Mechanisms of apoptosis by the tumor suppressor Par-4

Abstract

Par-4 is a pro-apoptotic, tumor suppressor protein that induces apoptosis selectively in cancer cells. Endoplasmic reticulum-stress and higher levels of protein kinase A in tumor cells confer the coveted feature of cancer selective response to extracellular and intracellular Par-4, respectively. Recent studies have shown that systemic Par-4 confers resistance to tumor growth in mice, and that tumor-resistance is transferable by bone-marrow transplantation. Moreover, recombinant Par-4 inhibits the growth of tumors in mice. As systemic Par-4 induces apoptosis via cell surface GRP78, strategies that promote GRP78 trafficking to the cell surface are expected sensitize cancer cells to circulating levels of Par-4. This review illustrates the domains and mechanisms by which Par-4 orchestrates the apoptotic process in both cell culture models and in physiological settings.
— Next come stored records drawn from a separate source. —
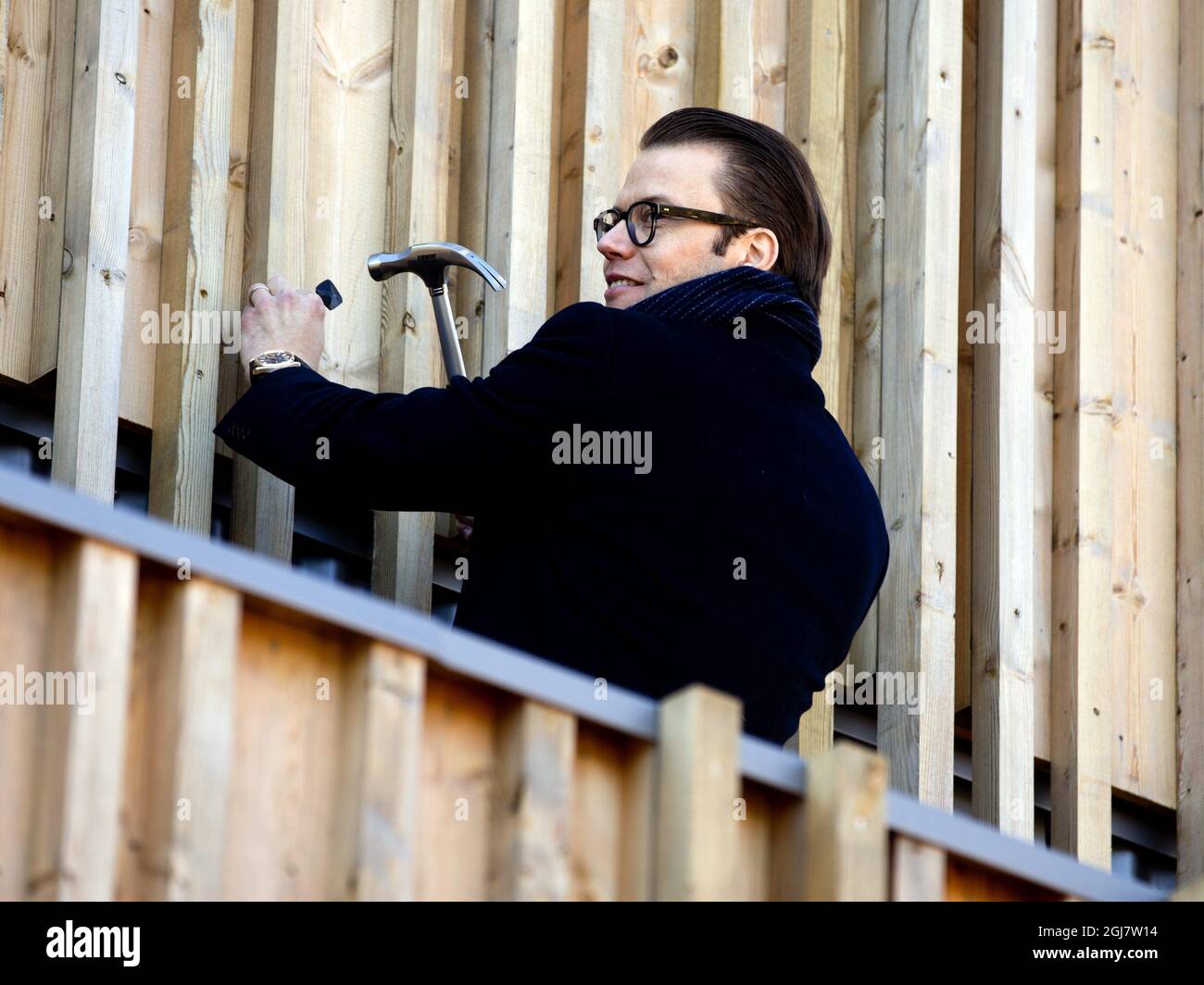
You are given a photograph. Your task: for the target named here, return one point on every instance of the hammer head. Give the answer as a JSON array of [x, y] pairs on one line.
[[430, 261]]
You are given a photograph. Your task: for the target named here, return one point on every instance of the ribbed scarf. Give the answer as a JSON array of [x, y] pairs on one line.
[[741, 291]]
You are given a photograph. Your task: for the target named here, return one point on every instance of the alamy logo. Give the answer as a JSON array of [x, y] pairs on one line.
[[603, 448], [94, 941], [73, 688]]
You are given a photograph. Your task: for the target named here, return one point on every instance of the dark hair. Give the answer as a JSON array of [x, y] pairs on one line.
[[766, 180]]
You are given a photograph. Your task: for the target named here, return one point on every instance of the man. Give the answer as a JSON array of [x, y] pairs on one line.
[[660, 495]]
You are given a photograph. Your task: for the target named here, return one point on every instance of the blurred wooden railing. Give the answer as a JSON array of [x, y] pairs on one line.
[[256, 732]]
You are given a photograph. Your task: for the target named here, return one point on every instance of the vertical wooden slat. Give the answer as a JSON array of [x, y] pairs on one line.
[[417, 211], [638, 872], [381, 756], [533, 836], [472, 193], [81, 754], [1190, 666], [846, 825], [519, 235], [698, 783], [181, 743], [1004, 372], [97, 209], [966, 356], [626, 64], [868, 218], [236, 204], [156, 93], [1145, 91], [815, 117], [34, 137], [915, 621], [918, 871], [185, 379], [277, 209], [1080, 752]]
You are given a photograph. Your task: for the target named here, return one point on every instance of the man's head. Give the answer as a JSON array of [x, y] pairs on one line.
[[715, 161]]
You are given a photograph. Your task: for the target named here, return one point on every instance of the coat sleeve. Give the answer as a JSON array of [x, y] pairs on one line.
[[458, 448]]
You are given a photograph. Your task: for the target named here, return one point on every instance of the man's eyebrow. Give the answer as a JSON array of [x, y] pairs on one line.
[[657, 196]]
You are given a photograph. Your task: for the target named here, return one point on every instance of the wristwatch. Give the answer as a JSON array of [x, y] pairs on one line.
[[272, 360]]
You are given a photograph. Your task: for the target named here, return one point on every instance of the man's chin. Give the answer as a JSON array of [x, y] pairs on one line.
[[626, 296]]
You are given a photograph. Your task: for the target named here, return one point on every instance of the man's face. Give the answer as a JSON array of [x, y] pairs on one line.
[[681, 249]]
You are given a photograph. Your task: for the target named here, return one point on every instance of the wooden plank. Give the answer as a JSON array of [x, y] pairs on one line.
[[157, 91], [918, 871], [1047, 352], [34, 140], [742, 58], [417, 211], [1190, 666], [815, 120], [97, 209], [919, 471], [626, 64], [381, 765], [473, 84], [27, 609], [181, 740], [966, 304], [1082, 729], [639, 824], [82, 749], [458, 802], [846, 825], [185, 377], [1144, 399], [697, 787], [277, 211], [598, 804], [1004, 371], [868, 219], [533, 836], [236, 205], [293, 685], [519, 173]]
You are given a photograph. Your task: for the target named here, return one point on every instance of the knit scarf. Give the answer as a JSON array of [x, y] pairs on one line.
[[719, 297]]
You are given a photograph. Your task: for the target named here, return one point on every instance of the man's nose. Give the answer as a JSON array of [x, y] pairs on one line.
[[617, 243]]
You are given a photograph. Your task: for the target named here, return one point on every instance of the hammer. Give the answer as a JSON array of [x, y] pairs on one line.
[[432, 261]]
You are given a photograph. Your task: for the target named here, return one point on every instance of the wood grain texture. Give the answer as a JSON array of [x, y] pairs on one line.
[[518, 229], [1082, 728], [697, 787], [81, 753], [1143, 481], [846, 825], [1004, 464], [35, 116], [919, 472], [533, 833], [1190, 664], [193, 268], [97, 208], [181, 740], [381, 754], [418, 184], [157, 89]]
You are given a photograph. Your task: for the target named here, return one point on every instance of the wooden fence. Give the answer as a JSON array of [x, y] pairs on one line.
[[247, 732], [1046, 501]]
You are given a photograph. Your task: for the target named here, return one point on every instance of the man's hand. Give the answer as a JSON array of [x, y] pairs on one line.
[[282, 318]]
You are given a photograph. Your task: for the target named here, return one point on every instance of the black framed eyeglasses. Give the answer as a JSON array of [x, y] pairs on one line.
[[641, 218]]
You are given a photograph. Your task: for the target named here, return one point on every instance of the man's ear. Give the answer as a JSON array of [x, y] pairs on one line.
[[759, 248]]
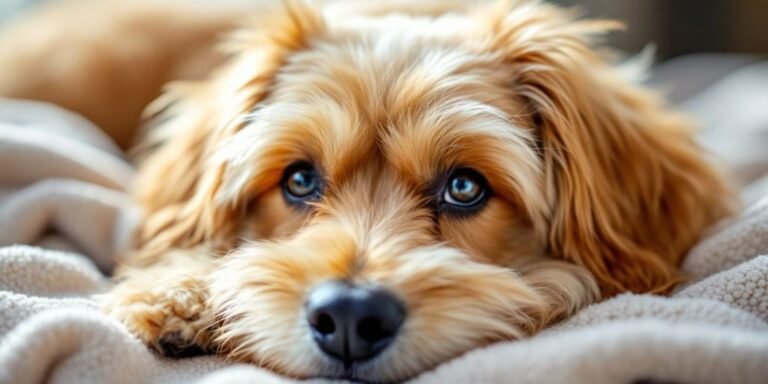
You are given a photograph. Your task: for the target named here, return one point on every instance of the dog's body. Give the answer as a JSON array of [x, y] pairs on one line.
[[478, 174]]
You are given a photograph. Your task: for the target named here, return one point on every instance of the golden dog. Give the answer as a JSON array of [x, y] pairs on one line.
[[366, 194]]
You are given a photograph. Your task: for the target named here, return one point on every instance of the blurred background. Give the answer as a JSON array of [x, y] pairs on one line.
[[679, 27], [676, 27]]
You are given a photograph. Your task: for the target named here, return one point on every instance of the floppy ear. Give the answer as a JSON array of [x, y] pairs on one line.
[[179, 181], [629, 189]]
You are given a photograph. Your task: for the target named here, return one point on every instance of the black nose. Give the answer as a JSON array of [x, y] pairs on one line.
[[353, 323]]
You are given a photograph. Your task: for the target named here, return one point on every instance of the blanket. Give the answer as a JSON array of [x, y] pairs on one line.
[[64, 213]]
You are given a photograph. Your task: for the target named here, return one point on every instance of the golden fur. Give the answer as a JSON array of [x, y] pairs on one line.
[[598, 189]]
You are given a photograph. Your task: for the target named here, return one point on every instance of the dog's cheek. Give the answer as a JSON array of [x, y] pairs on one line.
[[498, 234]]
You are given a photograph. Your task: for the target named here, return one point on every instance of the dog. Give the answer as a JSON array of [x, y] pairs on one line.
[[364, 191]]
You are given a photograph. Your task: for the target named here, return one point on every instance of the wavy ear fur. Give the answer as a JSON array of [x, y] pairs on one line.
[[180, 179], [630, 191]]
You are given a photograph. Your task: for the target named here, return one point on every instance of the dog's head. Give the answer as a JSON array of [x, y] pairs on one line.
[[395, 190]]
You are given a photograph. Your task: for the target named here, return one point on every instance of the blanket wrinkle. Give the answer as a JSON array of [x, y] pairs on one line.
[[64, 215]]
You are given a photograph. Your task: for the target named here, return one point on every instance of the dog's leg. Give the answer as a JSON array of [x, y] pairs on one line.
[[165, 304], [107, 60], [565, 288]]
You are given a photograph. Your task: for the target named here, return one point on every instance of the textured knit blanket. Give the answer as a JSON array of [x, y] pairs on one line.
[[64, 213]]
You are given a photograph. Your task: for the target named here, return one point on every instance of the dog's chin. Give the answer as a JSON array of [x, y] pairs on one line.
[[372, 371]]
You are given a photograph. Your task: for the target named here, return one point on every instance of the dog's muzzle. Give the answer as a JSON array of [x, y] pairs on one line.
[[353, 323]]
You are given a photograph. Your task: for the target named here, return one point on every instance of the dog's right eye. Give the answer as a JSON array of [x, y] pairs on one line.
[[301, 183]]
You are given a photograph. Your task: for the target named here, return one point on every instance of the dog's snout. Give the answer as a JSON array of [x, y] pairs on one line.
[[353, 323]]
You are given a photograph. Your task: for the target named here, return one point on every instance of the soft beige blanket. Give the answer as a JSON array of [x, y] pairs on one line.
[[61, 194]]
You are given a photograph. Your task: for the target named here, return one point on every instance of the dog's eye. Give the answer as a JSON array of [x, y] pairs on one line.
[[301, 183], [466, 189]]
Figure 1. Functional domains of Par-4

Functionally active domains of Par-4 that are conserved across the human, rat and mouse species are depicted. The numbers depict their relative amino acid positions.

Figure 2. Putative domains of human Par-4

Putative domains of human Par-4 with functions yet to be confirmed experimentally are shown. Domains marked by ‡ are conserved across the human, mouse and rat species.

Figure 3. Relationship between mRNA levels of Par-4 and patient survival

(A) Oncomine anaylsis indicated increased Par-4 mRNA levels correlate with decreased survival in squamous cell lung carcinoma patients (logrank P = 0.061). Survival time in patients with lung adenocarcinoma shows no significant correlation with mRNA levels of Par-4 (logrank P = 0.94). (B) A composite of multiple data sets from Oncomine depicting 1 year survival status in patients with squamous cell carcinoma and adenocarcinoma of the lung. The colored squares represent data from different studies.